Neural activity is typically suppressed in response to expected stimuli and enhanced following novel stimuli (Carbajal and Malmierca, 2018). This effect is often summarized as a mismatch response, calculated by subtracting the neural response waveform to unexpected deviant stimuli from the response to expected standard stimuli. Auditory deviance detection has been associated with a human auditory-evoked potential, the mismatch negativity, occurring at about 150–250 ms from sound change onset (Naatanen, 2007; Garrido et al., 2008). The principal neural sources of the MMN are thought to be superior temporal regions adjacent to the primary auditory cortex, as well as frontoparietal areas (Doeller et al., 2003; Chennu et al., 2013). Initially, the MMN was interpreted as a correlate of pre-attentive encoding of physical features between standard and deviant sounds (Doeller et al., 2003). However, more recent studies have led to substantial revisions of this hypothesis, and currently, the most widely accepted explanation of the MMN is that it reflects a prediction error response.

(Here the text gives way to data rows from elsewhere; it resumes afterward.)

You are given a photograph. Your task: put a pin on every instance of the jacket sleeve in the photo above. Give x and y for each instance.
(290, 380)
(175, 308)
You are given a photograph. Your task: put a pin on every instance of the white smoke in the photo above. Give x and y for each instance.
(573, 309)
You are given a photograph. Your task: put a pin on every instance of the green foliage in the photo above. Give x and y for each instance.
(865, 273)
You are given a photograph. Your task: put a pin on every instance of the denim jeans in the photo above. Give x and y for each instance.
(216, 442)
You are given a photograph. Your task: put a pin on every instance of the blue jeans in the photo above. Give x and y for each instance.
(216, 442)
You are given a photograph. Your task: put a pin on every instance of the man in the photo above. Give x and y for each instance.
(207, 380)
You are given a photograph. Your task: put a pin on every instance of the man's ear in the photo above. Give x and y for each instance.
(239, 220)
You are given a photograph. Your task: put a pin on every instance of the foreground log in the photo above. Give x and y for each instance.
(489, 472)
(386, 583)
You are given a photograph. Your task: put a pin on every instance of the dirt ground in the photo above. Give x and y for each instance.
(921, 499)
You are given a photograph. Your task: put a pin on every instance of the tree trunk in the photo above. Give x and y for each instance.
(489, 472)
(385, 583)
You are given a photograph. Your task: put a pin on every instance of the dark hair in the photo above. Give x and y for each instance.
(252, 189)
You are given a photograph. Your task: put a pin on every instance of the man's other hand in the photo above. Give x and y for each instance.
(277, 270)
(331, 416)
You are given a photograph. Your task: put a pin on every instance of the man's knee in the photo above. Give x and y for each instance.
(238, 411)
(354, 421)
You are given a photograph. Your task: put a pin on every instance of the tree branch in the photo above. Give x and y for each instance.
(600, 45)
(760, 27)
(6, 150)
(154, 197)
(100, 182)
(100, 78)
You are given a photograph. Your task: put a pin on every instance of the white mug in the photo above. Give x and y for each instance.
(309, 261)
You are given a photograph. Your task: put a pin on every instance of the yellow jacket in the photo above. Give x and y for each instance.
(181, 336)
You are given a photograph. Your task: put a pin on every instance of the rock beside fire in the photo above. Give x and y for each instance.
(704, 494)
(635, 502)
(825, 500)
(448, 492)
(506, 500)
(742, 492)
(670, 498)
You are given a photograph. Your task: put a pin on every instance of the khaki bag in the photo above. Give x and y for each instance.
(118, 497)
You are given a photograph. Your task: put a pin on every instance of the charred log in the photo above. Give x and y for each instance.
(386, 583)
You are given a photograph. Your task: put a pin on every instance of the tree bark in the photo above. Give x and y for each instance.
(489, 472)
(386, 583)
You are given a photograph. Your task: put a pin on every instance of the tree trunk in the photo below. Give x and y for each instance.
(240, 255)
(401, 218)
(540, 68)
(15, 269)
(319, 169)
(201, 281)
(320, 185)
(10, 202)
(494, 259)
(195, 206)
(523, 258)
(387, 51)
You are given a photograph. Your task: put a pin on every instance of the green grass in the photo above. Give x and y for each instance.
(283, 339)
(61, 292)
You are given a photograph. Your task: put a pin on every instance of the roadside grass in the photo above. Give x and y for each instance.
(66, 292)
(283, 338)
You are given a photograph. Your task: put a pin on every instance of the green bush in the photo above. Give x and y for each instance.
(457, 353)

An important theoretical question remains whether mismatch signaling has a domain-general or domain-specific (feature-dependent) implementation in the auditory processing pathway. A recent study using invasive recordings from the cortical surface (Auksztulewicz et al., 2018) demonstrated that neural mechanisms of predictions regarding stimulus contents (“what”) and timing (“when”) can be dissociated in terms of their topographies and latencies throughout the frontotemporal network, and that activity in auditory regions is sensitive to interactions between different kinds of predictions. Additionally, biophysical modeling of the measured signals has shown that predictions of contents and timing are best explained either by short-term plasticity or by classical neuromodulation, respectively, suggesting separable mechanisms for signaling different kinds of predictions. However, these dissociations might be specific to predictions of contents vs. timing, which may have fundamentally different roles in processing stimulus sequences (Friston and Buzsaki, 2016).

Interestingly, an earlier magnetoencephalography (MEG) study (Phillips et al., 2015) provided evidence for a hierarchical model, whereby violations of sensory predictions regarding different stimulus contents were associated with similar response magnitudes in auditory cortex, but different connectivity patterns at hierarchically higher levels of the frontotemporal network. This result is consistent with the classical predictive coding hypothesis in which reciprocal feedforward and feedback connections at the lower levels of the hierarchy are thought to signal prediction errors and predictions regarding simple sensory features, but hierarchically higher levels are thought to signal more complex predictions and prediction errors, integrating over multiple features (Kiebel et al., 2008). Several studies, however, reported independent processing of prediction violations along different acoustic features or sound dimensions. An earlier study (Giard et al., 1995) investigated the neural correlates of mismatch processing across three different acoustic features (frequency, intensity, and duration). Mismatch responses to each feature were source-localized by fitting equivalent current dipoles to EEG signals, and the results indicated that violations of different features can be linked to dissociable sources, suggesting the involvement different underlying populations. Similar conclusions have been reached in another set of studies (Schroger, 1995; Paavilainen et al., 2001), which quantified the additivity of MMN to changes along different acoustic features, either in isolation or by combining two or more features. In these studies, the MMN response to violating two features could largely be reproduced by adding the MMN responses to violating two single features, suggesting that the latter are mutually independent. A more recent study has combined these two approaches (source localization and additivity analyses), demonstrating partial independence of three different timbre dimensions (Caclin et al., 2006). The notion that mismatch responses to violations of different features are mediated by independent mechanisms is also supported by studies showing that MMN (as well as the later P3a component) typically decreases following two identical deviants presented in direct succession, but remains stable following two deviants which vary from the standard along different features (for a review, see Rosburg et al., 2018).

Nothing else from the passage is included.